Over the course of twenty, thirty, forty years he averaged four, then ten, then twelve inventions a year. He invents things out of order, for practicality’s sake; the ballpoint before the quill. Then again, his planning hasn’t always been strategic—sexual intercourse came too late in his life for children, and floss too late for his teeth. He cannot distinguish the value of things: internal combustion motors, wheel-spokes, the violoncello. He invented his own life, they say. Never growing old. People ask. He answers. He has never figured out how to make bread. He may die trying.

A Brief Interlude for Seduction

One night, a woman stalks the Boy with One Wing with the confidence we freaks feel before other freaks. She runs, stumbling on cracked sidewalks, smelling the approaching rain and lilacs of early summer. Frightened of her heavy breathing and the sounds of her shoes slipping on the damp grass, the Boy with One Wing hides behind a gravestone, holds his breath, says an apologetic prayer to the dead.

She slides in a mud-track laid down by some landscaper’s truck, ends up on her back where she laughs, makes as if to get up, then falls back with a sigh. She counts stars. She feels the seep of cool water. He watches her breasts rise and fall and feels a stir. The Boy with One Wing has lived too long in the imaginations of others.

He stumbles out from behind the gravestone, looks down on her. She looks up. They are very still. Above them, somewhere, a meteor shower. Bright streaks of light. He goes down to his knees and sloshes over to her, one knee before the other, holding his wing up out of the mud. She watches the feathers tremble in the breeze, settles herself more firmly into the earth. Both minds seem as undisturbed by thought as they are by the inevitability of this action, as he lowers himself, propped on one arm, over her. Lips meet, the usual struggle ensues. When he rolls away they look up at the sky. Still, no words are said, and the Boy with One Wing begins to wonder if he’s forgotten how to speak.


The Boy with One Wing stands freely swinging his arm in the doldrums of this utter night, his joy a burning thing.
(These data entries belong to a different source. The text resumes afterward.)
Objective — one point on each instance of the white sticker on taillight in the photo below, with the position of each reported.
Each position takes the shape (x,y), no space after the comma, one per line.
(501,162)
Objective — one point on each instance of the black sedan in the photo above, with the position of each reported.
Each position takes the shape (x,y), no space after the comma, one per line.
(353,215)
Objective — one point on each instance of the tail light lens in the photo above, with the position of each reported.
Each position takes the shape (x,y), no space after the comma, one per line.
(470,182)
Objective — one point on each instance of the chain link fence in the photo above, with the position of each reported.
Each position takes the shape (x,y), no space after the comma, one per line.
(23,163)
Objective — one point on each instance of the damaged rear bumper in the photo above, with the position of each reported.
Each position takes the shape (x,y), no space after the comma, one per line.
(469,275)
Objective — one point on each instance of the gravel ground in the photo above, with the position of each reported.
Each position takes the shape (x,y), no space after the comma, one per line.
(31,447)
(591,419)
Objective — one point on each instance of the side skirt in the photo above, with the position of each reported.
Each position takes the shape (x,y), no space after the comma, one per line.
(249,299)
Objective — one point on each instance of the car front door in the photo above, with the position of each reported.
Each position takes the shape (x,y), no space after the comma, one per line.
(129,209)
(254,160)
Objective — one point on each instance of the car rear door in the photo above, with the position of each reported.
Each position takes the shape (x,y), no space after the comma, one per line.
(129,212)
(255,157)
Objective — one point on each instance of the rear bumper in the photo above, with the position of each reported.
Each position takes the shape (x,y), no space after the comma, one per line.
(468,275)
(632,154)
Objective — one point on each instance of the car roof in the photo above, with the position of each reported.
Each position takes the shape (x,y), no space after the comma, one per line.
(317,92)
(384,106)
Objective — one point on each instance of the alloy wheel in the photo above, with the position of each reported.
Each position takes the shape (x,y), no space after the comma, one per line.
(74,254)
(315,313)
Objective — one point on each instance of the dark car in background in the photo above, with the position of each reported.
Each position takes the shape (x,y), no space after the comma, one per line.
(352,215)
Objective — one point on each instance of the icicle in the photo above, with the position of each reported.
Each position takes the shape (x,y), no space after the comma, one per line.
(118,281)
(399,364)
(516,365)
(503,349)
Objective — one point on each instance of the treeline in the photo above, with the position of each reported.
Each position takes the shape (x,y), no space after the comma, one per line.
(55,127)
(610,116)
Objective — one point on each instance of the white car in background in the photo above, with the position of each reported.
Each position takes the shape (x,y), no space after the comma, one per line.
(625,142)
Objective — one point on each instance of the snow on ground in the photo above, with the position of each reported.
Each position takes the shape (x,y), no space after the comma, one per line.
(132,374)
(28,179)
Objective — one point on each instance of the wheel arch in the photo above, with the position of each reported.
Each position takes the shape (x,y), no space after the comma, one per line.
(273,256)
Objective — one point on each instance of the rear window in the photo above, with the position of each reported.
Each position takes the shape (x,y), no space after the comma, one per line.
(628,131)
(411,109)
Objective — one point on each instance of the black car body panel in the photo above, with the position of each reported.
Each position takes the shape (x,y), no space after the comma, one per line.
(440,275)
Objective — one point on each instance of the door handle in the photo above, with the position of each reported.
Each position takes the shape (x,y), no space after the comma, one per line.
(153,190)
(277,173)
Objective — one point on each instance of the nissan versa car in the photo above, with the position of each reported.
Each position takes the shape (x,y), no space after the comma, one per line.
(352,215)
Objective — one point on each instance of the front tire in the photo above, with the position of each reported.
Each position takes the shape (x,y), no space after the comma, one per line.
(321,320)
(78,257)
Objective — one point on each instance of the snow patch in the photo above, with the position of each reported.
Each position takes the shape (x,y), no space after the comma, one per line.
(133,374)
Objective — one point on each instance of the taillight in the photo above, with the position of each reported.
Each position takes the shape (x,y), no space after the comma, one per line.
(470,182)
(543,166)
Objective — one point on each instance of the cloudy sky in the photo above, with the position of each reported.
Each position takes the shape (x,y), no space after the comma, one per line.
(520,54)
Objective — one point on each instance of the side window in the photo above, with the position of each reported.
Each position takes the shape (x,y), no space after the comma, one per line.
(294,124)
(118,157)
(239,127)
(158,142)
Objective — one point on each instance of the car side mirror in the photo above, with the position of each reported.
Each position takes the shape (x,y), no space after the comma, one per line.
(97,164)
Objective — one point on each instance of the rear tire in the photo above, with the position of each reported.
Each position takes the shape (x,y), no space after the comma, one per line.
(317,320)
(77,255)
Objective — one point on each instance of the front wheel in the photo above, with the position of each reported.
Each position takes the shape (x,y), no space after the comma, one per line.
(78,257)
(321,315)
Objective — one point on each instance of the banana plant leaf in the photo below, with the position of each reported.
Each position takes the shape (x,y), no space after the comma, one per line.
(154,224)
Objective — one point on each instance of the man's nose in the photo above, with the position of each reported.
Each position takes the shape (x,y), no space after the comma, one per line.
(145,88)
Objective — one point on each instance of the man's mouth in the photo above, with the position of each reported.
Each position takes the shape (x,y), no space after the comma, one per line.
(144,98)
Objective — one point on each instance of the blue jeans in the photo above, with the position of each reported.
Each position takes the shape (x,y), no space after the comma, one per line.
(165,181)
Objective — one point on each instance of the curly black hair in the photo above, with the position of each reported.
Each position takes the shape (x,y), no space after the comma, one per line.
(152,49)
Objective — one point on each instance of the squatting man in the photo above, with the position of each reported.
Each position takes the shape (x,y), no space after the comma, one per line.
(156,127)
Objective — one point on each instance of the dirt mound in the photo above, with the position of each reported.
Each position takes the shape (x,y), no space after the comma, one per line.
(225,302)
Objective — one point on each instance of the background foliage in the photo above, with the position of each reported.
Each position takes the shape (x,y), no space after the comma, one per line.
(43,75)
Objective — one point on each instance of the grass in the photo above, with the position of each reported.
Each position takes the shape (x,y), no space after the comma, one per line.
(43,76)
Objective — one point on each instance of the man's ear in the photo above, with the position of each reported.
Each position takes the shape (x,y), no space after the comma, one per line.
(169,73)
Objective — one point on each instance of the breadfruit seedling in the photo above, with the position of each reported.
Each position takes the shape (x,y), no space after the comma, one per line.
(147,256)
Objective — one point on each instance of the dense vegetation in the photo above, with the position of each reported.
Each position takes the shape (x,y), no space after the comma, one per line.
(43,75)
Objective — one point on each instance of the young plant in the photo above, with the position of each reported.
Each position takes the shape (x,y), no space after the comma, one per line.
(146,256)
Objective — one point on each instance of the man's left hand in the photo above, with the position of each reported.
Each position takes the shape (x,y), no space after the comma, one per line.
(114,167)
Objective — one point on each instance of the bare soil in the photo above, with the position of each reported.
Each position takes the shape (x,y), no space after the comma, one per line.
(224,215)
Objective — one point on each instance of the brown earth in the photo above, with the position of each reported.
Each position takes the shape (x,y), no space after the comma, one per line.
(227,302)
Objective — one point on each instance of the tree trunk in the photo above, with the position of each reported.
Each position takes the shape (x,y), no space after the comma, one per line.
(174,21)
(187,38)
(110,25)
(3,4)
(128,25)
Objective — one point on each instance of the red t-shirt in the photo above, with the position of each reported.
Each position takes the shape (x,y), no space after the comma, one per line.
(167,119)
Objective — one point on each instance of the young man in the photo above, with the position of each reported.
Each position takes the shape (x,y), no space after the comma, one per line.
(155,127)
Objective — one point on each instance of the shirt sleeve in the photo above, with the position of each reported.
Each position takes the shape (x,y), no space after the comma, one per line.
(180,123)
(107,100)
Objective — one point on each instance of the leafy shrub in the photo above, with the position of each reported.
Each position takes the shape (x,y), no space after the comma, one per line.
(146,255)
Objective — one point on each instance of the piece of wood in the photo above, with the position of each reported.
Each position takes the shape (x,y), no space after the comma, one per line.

He’s heard of a man who makes flying machines a man who has flown. The Boy with One Wing has known love, and he has known flight. He would give one up for the other. He has made his appointment.

boysgirls_coverThe Invention of Love

The Boy with One Wing sits in a waiting room, watching people enter, leave, examine the waitlist, attempt appointments. They carry their most precious, destroyed things. The medicine that worked, that no longer works. A beloved, putrefying pet. Many marriages sit broken, waiting for repair by the Inventor of Invented Things. He invented penicillin and Prozac, and is said to have an open mind about inventing poultices, places, and prostheses. Marriage was in fact the Inventor’s first invention, but he does not consider himself a counselor, a pet cemetarian, a revivalist, or a pharmacologist. Occasionally he has his secretary drive everyone out of the waiting room, but they all come back, waiting for sometimes weeks without eating anything other than what’s in the vending machine.

The Boy with One Wing has been here for a month. Can barely lift his head to look when he hears that inner door open. He is weak from dehydration, from living off sips from the water cooler, but when the Inventor sees him for the first time—gaunt, molting, humped in his seat toward the heavy wing—he can only will his flaccid diaphragm to move.

The Inventor of Invented Things opens his eyes, finds himself cradled in the Boy’s One Wing. He does not consider the implications of his momentary unconsciousness, does not ask the gravitational consequences of his weight on the boy’s hollow bones, does not question the curious melanation of the Boy’s eyes. He feels only what he feels. The Inventor has not invented this. What is this?